Similar situations, where heterozygotes for a recessive mutations do not exhibit the dominant phenotype, have been observed.18–21 Indeed, heterozygous ROR2 mutations cause brachydactyly type B, whereas homozygous mutations cause Robinow syndrome and heterozygous parents of those with Robinow syndrome do not have brachydactyly.18,19 Similarly, heterozygous IHH mutations cause brachydactyly type A1 (BDA1), whereas homozygous mutations cause acrocapital femoral dysplasia (ACFD) with no manifestations in the heterozygote parents.20,21 The mutations in IHH causing either BDA1 or ACFD are both missense mutations, but their accurate locations within the amino terminal domain differ.
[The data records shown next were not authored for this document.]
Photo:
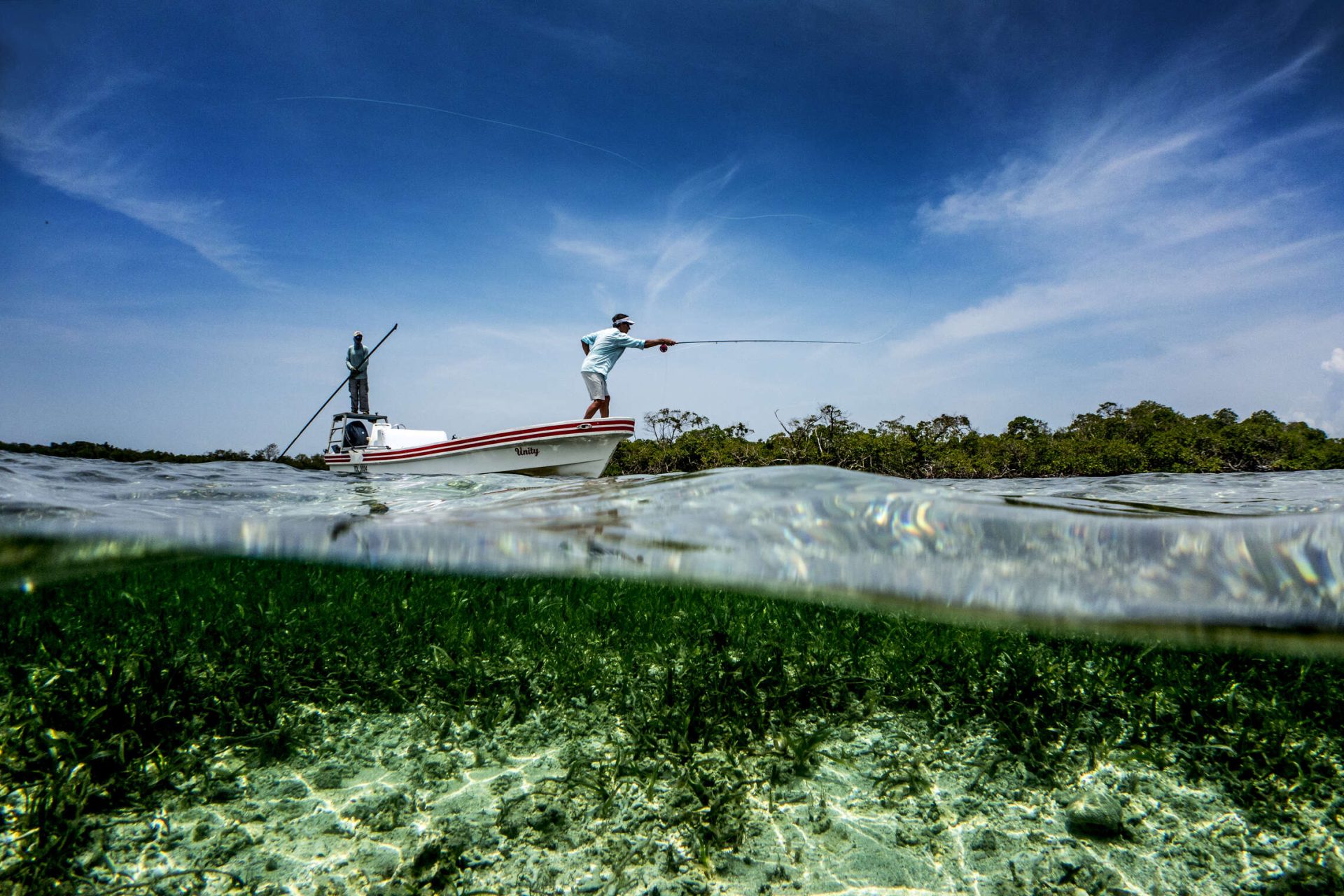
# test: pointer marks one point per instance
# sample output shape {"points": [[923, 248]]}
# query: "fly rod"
{"points": [[334, 394], [812, 342], [809, 342]]}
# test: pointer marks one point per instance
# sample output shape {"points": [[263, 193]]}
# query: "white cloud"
{"points": [[678, 255], [66, 148]]}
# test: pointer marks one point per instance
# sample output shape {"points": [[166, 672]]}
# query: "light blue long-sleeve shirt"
{"points": [[605, 348]]}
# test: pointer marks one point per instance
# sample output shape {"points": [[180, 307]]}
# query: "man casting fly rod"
{"points": [[605, 347]]}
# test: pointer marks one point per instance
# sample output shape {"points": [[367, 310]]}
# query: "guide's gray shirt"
{"points": [[355, 362]]}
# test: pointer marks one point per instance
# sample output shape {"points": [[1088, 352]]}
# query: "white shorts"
{"points": [[596, 383]]}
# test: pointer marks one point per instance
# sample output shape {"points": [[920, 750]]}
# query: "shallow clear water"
{"points": [[1254, 552]]}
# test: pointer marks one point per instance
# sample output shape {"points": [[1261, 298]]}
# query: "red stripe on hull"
{"points": [[491, 440]]}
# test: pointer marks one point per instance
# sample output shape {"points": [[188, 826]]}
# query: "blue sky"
{"points": [[1018, 207]]}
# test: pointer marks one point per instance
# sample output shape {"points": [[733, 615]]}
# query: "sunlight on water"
{"points": [[1240, 550]]}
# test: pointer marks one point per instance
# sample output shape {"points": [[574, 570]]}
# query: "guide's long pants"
{"points": [[359, 396]]}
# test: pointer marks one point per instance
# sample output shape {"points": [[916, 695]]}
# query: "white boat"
{"points": [[362, 442]]}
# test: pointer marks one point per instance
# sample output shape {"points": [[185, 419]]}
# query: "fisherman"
{"points": [[603, 349], [356, 362]]}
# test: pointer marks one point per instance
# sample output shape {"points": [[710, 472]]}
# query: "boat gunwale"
{"points": [[502, 438]]}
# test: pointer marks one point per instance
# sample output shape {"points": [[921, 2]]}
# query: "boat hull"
{"points": [[569, 448]]}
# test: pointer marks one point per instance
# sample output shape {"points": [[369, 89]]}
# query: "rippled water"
{"points": [[1196, 552]]}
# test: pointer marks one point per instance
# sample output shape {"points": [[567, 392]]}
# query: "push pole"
{"points": [[334, 396]]}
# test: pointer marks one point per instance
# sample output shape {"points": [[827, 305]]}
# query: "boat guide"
{"points": [[363, 442]]}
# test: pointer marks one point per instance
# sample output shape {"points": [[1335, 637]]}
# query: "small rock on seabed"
{"points": [[391, 805]]}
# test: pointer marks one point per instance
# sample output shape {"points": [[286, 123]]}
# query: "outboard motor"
{"points": [[356, 434]]}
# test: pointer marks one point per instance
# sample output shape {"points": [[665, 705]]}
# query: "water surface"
{"points": [[1260, 552]]}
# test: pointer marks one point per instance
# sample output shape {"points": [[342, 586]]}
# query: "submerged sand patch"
{"points": [[410, 804]]}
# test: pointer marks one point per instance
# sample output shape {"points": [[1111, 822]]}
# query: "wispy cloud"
{"points": [[1171, 197], [678, 254], [67, 148]]}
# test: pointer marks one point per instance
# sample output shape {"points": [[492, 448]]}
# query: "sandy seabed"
{"points": [[406, 804]]}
One possible explanation is that dominant mutations may exert a dominant negative effect whereas homozygous mutations would cause a loss of function.
We conclude that MATN3 is another component of the intracellular matrix involved in the SEMD group. A better understanding of the interactions of MATN3 with the other extracellular matrix proteins, particularly COMP, type II and IX collagens, will certainly shed light on the pathogenesis of these chondrodysplasias.